THE DAILY PIC (#1578): The Morgan Library in New York has this borrowed picture on display as “Rembrandt’s First Masterpiece.” Even though I’m not a fan of that “m” word, I can’t say it’s not an accurate description of the Dutchman’s Judas Returning the Thirty Pieces of Silver. In 1629, when the 23-year-old Rembrandt completed it, one of the things that he had already mastered was a particularly Dutch idea about space in pictures. As I’ve argued before, the classic Dutch painting isn’t conceived as a flat pattern on a surface but rather as offering a true virtual place that a viewer is expected to understand and explore, using habits of looking that we’ve since lost.
In the case of the Thirty Pieces, the first thing to notice is that we’re actually looking at a circular building whose floors ascend in some kind of spiral. That was a standard 17th-century notion of the Second Temple of the Jews in Jerusalem; we see the building depicted as a cylinder in a couple of other Rembrandt images at the Morgan. That means that instead of imagining ourselves as static, stable viewers plopped in front of the picture and its frontal scene, as is the norm in our modern way of looking at art, we ought to put ourselves in the shoes of the figures climbing up into the room at the painting’s far right, and about to witness precisely the events that the picture has already made us privy to.
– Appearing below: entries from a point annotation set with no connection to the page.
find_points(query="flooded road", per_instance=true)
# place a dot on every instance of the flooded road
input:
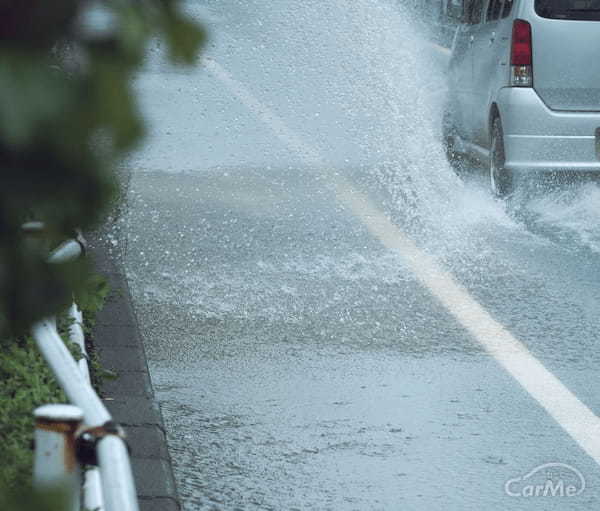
(300, 362)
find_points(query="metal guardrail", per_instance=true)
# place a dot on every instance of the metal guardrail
(69, 437)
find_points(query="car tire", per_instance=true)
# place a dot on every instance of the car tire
(501, 179)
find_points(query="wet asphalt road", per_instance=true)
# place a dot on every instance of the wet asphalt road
(299, 363)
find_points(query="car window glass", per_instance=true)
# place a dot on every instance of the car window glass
(507, 8)
(494, 10)
(569, 9)
(474, 11)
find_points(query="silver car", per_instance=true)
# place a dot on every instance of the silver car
(524, 87)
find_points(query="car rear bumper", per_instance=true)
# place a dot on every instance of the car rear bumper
(539, 139)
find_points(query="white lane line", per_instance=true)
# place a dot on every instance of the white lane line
(560, 403)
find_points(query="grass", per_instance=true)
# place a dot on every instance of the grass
(26, 382)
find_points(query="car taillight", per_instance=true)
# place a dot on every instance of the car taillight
(521, 73)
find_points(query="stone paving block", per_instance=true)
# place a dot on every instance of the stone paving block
(121, 358)
(116, 336)
(134, 411)
(153, 477)
(147, 442)
(159, 504)
(128, 383)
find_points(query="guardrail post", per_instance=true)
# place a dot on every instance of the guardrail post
(55, 461)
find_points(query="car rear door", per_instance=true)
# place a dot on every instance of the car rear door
(566, 53)
(490, 72)
(461, 69)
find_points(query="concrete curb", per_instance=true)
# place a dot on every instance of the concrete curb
(130, 397)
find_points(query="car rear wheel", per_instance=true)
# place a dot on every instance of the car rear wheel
(501, 179)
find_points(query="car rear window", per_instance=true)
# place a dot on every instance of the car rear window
(569, 9)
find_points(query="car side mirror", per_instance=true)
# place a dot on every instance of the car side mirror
(456, 10)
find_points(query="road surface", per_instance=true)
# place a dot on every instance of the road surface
(333, 319)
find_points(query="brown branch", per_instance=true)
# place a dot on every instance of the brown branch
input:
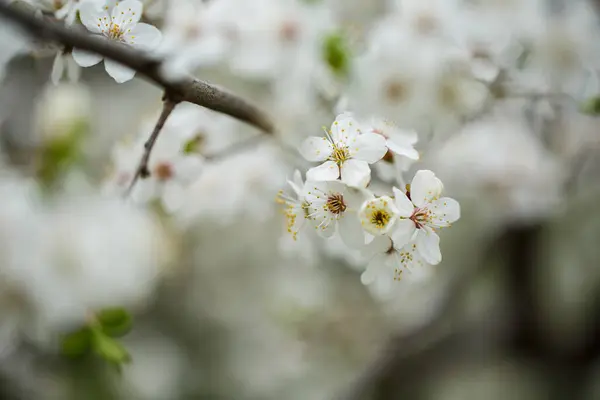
(142, 169)
(186, 89)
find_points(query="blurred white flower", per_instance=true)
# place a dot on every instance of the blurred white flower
(62, 110)
(64, 62)
(296, 206)
(116, 21)
(422, 213)
(391, 262)
(62, 9)
(501, 164)
(346, 152)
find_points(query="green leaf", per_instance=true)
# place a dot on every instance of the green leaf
(77, 344)
(109, 349)
(337, 54)
(194, 145)
(114, 322)
(591, 106)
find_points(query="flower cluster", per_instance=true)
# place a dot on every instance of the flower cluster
(397, 231)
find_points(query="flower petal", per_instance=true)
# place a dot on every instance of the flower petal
(316, 149)
(369, 147)
(351, 231)
(143, 36)
(188, 168)
(94, 17)
(126, 14)
(375, 268)
(445, 211)
(58, 68)
(173, 196)
(404, 205)
(344, 129)
(425, 188)
(404, 231)
(355, 173)
(328, 171)
(86, 59)
(405, 150)
(428, 245)
(118, 72)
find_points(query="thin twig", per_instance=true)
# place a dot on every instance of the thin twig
(142, 169)
(185, 89)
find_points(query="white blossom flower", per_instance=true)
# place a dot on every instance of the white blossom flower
(64, 62)
(346, 152)
(378, 215)
(390, 262)
(296, 207)
(62, 9)
(333, 204)
(119, 22)
(421, 213)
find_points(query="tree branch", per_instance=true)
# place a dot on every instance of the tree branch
(187, 89)
(142, 169)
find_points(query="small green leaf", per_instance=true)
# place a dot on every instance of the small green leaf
(77, 344)
(337, 54)
(109, 349)
(591, 106)
(114, 322)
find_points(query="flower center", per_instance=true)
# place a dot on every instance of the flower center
(380, 218)
(420, 217)
(340, 154)
(163, 171)
(335, 204)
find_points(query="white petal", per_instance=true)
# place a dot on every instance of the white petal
(369, 147)
(356, 173)
(86, 59)
(144, 36)
(58, 68)
(296, 183)
(325, 226)
(445, 211)
(406, 150)
(404, 231)
(428, 245)
(145, 190)
(92, 15)
(351, 231)
(425, 188)
(73, 70)
(118, 72)
(316, 149)
(344, 129)
(188, 168)
(127, 14)
(328, 171)
(173, 196)
(405, 206)
(379, 245)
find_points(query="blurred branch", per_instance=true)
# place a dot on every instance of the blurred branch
(187, 89)
(142, 170)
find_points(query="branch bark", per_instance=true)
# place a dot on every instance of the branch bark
(142, 169)
(187, 89)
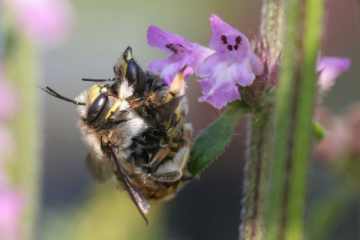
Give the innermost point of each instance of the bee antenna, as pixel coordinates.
(55, 94)
(98, 79)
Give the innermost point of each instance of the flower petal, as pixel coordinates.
(228, 40)
(11, 205)
(219, 97)
(184, 55)
(43, 20)
(329, 68)
(166, 41)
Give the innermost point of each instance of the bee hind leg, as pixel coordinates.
(172, 170)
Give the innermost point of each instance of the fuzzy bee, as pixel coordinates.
(134, 126)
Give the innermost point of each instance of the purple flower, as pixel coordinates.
(184, 56)
(232, 65)
(11, 205)
(43, 20)
(7, 98)
(329, 68)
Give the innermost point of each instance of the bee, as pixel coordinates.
(135, 129)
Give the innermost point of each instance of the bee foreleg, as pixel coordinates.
(172, 170)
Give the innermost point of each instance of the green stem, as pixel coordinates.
(255, 170)
(211, 143)
(293, 120)
(271, 28)
(20, 64)
(305, 107)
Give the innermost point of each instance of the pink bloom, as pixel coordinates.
(7, 98)
(183, 55)
(232, 65)
(11, 206)
(43, 20)
(329, 68)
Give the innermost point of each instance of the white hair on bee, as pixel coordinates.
(91, 139)
(82, 109)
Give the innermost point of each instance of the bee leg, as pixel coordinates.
(172, 170)
(100, 169)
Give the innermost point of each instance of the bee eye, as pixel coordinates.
(132, 72)
(135, 75)
(96, 108)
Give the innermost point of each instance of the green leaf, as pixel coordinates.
(211, 143)
(318, 131)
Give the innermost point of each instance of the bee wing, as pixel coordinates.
(138, 199)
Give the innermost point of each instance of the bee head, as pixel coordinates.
(129, 70)
(97, 99)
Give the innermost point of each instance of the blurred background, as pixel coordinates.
(208, 208)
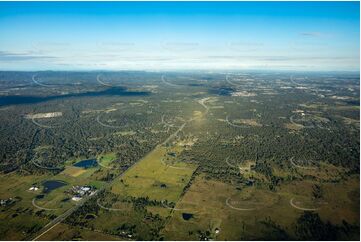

When I say that we ought to put on those shoes, I mean it almost literally. I think the work was made to be approached from the right before a viewer settled down for a look from its center. I’d bet anything that this painting was originally planned for a space above a room’s fireplace: That was a common spot for paintings in Dutch houses, and the viewpoint onto Rembrandt’s scene is very low, as though we’re below it, while the glints in his painting would have made a lovely rhyme with the glints in a grate underneath. I’d also bet that the entrance to that Dutch room ushered guests in from the right, just as the ramps do in Rembrandt’s virtual Temple.
At the Morgan, if you take the trouble to imitate those approaching viewers – approaching in the Temple, and in the Dutch house – your entire sense of Rembrandt’s scene changes, almost as though you’d put on virtual-reality goggles and were moving from side to side.
All the sudden, instead of facing the belly of the high priest, with Judas as a secondary figure off to your right, you feel as though you’re placed directly behind Judas, in a line with him and the priest whose hand now fends you off as you look over the traitor’s shoulder – with an uncomfortable sense that you and he are maybe somehow also aligned in life and character.
That sense of alignment doubles if you lower yourself a bit so that your eyes are a little less than halfway down the picture, at the level that Rembrandt rendered it from (its “horizon line,” as perspectivalists call it) which is also very carefully, and unusually, aligned with the eyes of the kneeling Judas rather than with the standing priests. (It is almost impossible to position yourself to get the same effect in front of a little reproduction of the painting; I think the static frontality of today’s normal viewing comes out of our addiction to reproductions.)
If it seems strange for Rembrandt to have aligned his audience with one of Christianity’s worst sinners, consider the very rare subject of this painting: It’s about Judas seeking forgiveness before the Temple’s priests, and their refusal to grant it – which is a pretty good illustration of the fundamental Protestant notion that, contrary to Catholic practice, absolution can’t come from some act of the clergy but only out of the determined efforts of the sinner himself, as he seeks God of his own volition.
As this painting imagines it, in his ascent he first passes through a state of sin like Judas – the fires of hell are not far below – crosses paths with the Church and its officers on earth, then winds his way on a twisting path to the heavens.